After he got out of prison, Fraser says that he knew that he was kept alive for a specific reason. “I knew plenty of people who got shot once, who got grazed by a bullet once, and perished. For whatever reason, God kept me alive after eight bullets,” he says. Fraser felt that he had been saved to do God’s work, so he went into the prison ministry and worked for several years helping incarcerated people. This work solidified his understanding of the deep-rooted injustices within the criminal justice system, recognizing that the majority of incarcerated people are there because they made a singular mistake – one which they are unlikely to ever repeat, and which certainly doesn’t justify the degree of punishment they received.

In Fraser’s words, “the system is doing what it is supposed to do.” Systemic racism, while ingrained into the fabric of American society as a whole, is perhaps most obvious within the private prison industry–which profits from incarcerated labor as Black and brown people are arrested at disproportionate rates under laws that were established to specifically target their communities.

With his work in the prison ministry, Fraser says he was able to help incarcerated people cope with this reality and find hope within their faith. With Upling, he sees an opportunity to help returning citizens make the transition to gainful employment in an industry that wouldn’t even be possible without their sacrifice. He says that he hopes regulators–and the industry as a whole–will do more to recognize this often “unacknowledged demographic” and create specific opportunities for those who have been convicted under unjust cannabis laws.

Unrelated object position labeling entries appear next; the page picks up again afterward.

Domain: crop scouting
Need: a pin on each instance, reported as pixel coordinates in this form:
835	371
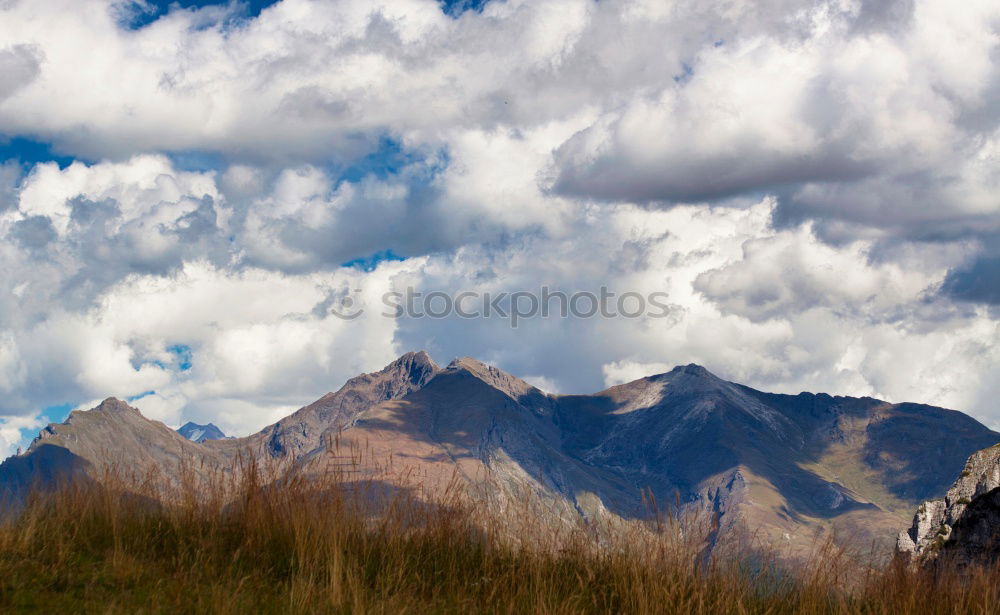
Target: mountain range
790	468
199	433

Advice for cannabis founders

Fraser credits much of his success navigating the difficulties that come with starting a business in a highly competitive and volatile industry to having a loving and supportive marriage, as well as recognizing that he is ultimately serving a higher purpose. For those who are passionate about building an inclusive industry and working to counteract the longstanding injustices of America’s failed drug policies, Fraser recommends building a strong community with other organizers, activists, and like-minded entrepreneurs. He says it can be difficult to face constant rejection and have people question your value and legitimacy when starting out, but that persistence pays off. “When we first came onto the scene, they wouldn’t let us sit at their table,” he says. “So, we built our own.”